Arbeidskundige beoordeling
4.6.
Uitgaande van de juistheid van de FML van 30 maart 2021 wordt geoordeeld dat de functies die aan het bestreden besluit ten grondslag zijn gelegd, gelet op de aan deze functies verbonden belastende factoren, in medisch opzicht passend zijn voor appellante. Wat betreft de geschiktheid van de voor appellante geselecteerde functies is met het in hoger beroep ingediende rapport van 31 oktober 2023 een afdoende motivering op de signaleringen van mogelijke overschrijdingen van de belastbaarheid gegeven.

Conclusie en gevolgen

5. Het hoger beroep slaagt dus niet. De aangevallen uitspraak wordt bevestigd. Dit betekent dat de beëindiging van de ZW-uitkering in stand blijft. Omdat pas in hoger beroep een afdoende arbeidskundige motivering is gegeven, is sprake van een schending van
artikel 7:12, eerste lid, van de Algemene wet bestuursrecht (Awb). Dit gebrek zal met toepassing van artikel 6:22 van de Awb worden gepasseerd, omdat aannemelijk is dat appellante hierdoor niet is benadeeld.
6. De toepassing van artikel 6:22 van de Awb geeft aanleiding het Uwv te veroordelen in de proceskosten van appellante.

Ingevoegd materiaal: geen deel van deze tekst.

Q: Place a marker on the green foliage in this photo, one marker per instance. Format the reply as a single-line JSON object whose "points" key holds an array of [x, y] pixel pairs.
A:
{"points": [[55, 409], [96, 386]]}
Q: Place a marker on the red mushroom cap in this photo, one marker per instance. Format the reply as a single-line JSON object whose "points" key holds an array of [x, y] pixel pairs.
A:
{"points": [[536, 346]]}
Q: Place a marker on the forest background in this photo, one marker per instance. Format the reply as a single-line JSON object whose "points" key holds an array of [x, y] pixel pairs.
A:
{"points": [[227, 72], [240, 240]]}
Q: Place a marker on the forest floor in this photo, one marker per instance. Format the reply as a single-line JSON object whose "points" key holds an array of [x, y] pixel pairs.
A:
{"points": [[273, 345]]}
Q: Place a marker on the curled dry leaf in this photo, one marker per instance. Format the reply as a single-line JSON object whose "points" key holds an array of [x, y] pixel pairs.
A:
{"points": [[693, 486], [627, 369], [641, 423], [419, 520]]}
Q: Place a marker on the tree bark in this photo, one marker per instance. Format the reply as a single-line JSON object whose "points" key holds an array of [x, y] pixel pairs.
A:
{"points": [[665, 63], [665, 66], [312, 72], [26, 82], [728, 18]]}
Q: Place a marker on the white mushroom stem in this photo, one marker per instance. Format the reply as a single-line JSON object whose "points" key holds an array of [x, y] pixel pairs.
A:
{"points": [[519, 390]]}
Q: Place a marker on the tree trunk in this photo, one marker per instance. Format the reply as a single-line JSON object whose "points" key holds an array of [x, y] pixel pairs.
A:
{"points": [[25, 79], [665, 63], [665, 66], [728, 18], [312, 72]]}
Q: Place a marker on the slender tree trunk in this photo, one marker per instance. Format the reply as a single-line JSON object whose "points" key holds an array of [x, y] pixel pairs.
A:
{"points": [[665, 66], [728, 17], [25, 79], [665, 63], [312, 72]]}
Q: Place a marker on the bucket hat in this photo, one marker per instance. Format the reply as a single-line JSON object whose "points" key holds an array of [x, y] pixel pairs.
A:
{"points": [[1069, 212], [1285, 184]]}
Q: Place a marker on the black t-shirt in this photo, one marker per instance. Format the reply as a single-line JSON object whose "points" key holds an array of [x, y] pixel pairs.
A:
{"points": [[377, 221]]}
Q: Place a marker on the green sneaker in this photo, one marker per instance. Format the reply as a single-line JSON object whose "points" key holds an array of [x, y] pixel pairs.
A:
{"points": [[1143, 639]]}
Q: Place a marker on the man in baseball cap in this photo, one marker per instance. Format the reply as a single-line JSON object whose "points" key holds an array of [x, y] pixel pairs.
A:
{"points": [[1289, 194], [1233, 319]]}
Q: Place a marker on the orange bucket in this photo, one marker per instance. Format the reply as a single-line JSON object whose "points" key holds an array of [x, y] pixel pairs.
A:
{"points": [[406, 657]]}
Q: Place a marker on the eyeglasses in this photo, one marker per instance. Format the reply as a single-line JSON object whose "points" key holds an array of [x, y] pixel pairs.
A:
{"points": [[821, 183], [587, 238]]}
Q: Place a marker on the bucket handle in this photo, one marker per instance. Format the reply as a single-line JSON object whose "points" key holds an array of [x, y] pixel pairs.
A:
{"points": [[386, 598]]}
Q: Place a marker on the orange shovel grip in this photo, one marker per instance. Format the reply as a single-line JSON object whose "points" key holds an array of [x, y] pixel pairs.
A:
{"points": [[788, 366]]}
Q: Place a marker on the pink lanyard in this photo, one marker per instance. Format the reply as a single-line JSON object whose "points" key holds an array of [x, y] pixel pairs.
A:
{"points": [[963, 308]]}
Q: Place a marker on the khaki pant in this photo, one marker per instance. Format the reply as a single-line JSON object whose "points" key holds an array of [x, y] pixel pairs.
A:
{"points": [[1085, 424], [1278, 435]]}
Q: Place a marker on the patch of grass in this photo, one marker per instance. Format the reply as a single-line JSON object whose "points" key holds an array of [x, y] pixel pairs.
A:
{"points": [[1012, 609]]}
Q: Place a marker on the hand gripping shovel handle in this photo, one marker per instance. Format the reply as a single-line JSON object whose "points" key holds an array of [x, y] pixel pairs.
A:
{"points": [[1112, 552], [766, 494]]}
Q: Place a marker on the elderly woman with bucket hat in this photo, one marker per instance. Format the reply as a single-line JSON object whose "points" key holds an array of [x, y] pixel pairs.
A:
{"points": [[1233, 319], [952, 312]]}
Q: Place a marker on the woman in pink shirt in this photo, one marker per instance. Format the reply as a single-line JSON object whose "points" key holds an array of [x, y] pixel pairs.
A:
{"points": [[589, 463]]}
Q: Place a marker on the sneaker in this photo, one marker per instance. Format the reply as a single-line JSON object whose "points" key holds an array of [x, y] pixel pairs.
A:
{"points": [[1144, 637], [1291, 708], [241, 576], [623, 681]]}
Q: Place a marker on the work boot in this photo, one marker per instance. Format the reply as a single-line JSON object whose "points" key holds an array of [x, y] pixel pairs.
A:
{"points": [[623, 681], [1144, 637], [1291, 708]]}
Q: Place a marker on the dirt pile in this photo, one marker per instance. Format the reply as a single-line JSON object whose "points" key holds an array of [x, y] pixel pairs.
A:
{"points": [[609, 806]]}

Deze kosten worden, op grond van het Besluit proceskosten bestuursrecht, begroot op € 1.750,- in beroep (twee punten met wegingsfactor één voor het indienen van het beroepschrift en het bijwonen van de zitting) en op € 1.750,- in hoger beroep (twee punten met wegingsfactor één voor het indienen van het hogerberoepschrift en het bijwonen van de zitting) voor verleende rechtsbijstand. Het totaalbedrag van de proceskosten bedraagt dus € 3.500,-. ‬Ook moet het Uwv het door appellante in beroep en hoger beroep betaalde griffierecht van in totaal € 186,- vergoeden.

BESLISSING

De Centrale Raad van Beroep
- bevestigt de aangevallen uitspraak;
- veroordeelt het Uwv in de proceskosten van appellante tot een bedrag van € 3.500,-‬;
- bepaalt dat het Uwv aan appellante het in beroep en hoger beroep betaalde griffierecht van € 186,- vergoedt.
Deze uitspraak is gedaan door I.M.J. Hilhorst-Hagen, in tegenwoordigheid van I. Gök als griffier. De beslissing is uitgesproken in het openbaar op 10 april 2024.
(getekend) I.M.J. Hilhorst-Hagen
(getekend) I. Gök

Voetnoten

1.Zie bijvoorbeeld de uitspraak van de Raad van 30 december 2015, ECLI:NL:CRVB:2015:4920.